By successfully exploiting a human fear of the unknown, Alien elicits a unique and personal feeling of horror from each individual viewer. Alien does not provide its audience with a consistent identity for its antagonist, calling on the audience to project personal fears in imagining what the Alien looks like. In doing so, the Alien becomes an entity much more frightening than any amount of visual effects, especially during the 1970s, could ever hope to produce. Aboard the ship, the Alien is constantly developing, emerging from Kane’s chest as a bloody mass and only being slowly revealed afterwards as a developed life form. The first instance in which the audience confronts the developed Alien is when Brett is searching for Jones, an orange cat, in the bowels of the ship. As Brett makes his way past hanging chains and dripping machines, he comes across a massive shedding of skin. The audience cannot help but panic as Brett continues searching, scanning every frame of film for a sign of the Alien perceived to be lurking in the shadows. Even when Brett, as well as every other crew member, is killed, the audience is left to its own devices, handed a few scraps of sounds and shadow in order to conceive a mechanism of death.

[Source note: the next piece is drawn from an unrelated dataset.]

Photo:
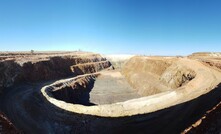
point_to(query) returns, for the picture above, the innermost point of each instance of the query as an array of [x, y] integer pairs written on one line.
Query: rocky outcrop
[[75, 91], [143, 74], [34, 69], [176, 76]]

The Alien is not merely an unknown presence, but an unconquerable one. Alien, as a vindication and rejection of science, portrays advanced weaponry and devices as unable to lay even a scratch on the primitive Alien whose cells rapidly repair and whose blood is highly acidic. The crew’s misplaced confidence in human logic is broken to bits when it’s highest ranking officer, Dallas, is killed when carrying out the crew’s plan to confine the Alien in the ship’s air ducts, magnifying an overwhelming feeling of vulnerability. The crew is functionally defenseless in what Alien portrays as a fight for survival. This is why the mere presence of the Alien, instead of the Alien’s physical features, is so suspenseful for the audience. The musical scores and set design in Alien help drive home such feelings of vulnerability. The Nostromo during the self-destruction sequence successfully captures the essence of Ripley’s vulnerability, replete with ominous shadows, flashing lights, and compact walkways. The score, composed by Jerry Goldsmith, allows for silence. Periodically interrupted by barely audible mechanical sounds, such silence emphasizes the overwhelming emptiness of space, and making real Alien’s poster line, “nobody can hear you scream in space.”

While scenes such as when the Alien jumps out of its slimy egg onto Kane’s face or bursts out of Kane’s chest with a powerful splash of blood are no doubt important examples of visual horror within Alien, such scenes are only memorable because of the preceding psychological buildup. When the Alien is finally revealed in full during the film’s climactic ending sequence, much of the audience’s fabricated fear simply dissolves. The dynamic of vulnerability has become completely flipped as an unsuspecting Alien slumbers aboard Ripley’s escape ship, making Ripley’s victory so believable for the audience and allowing for the film’s resolution. Indeed, Alien’s closing sequences continue to remind us that what we had feared was merely fear itself.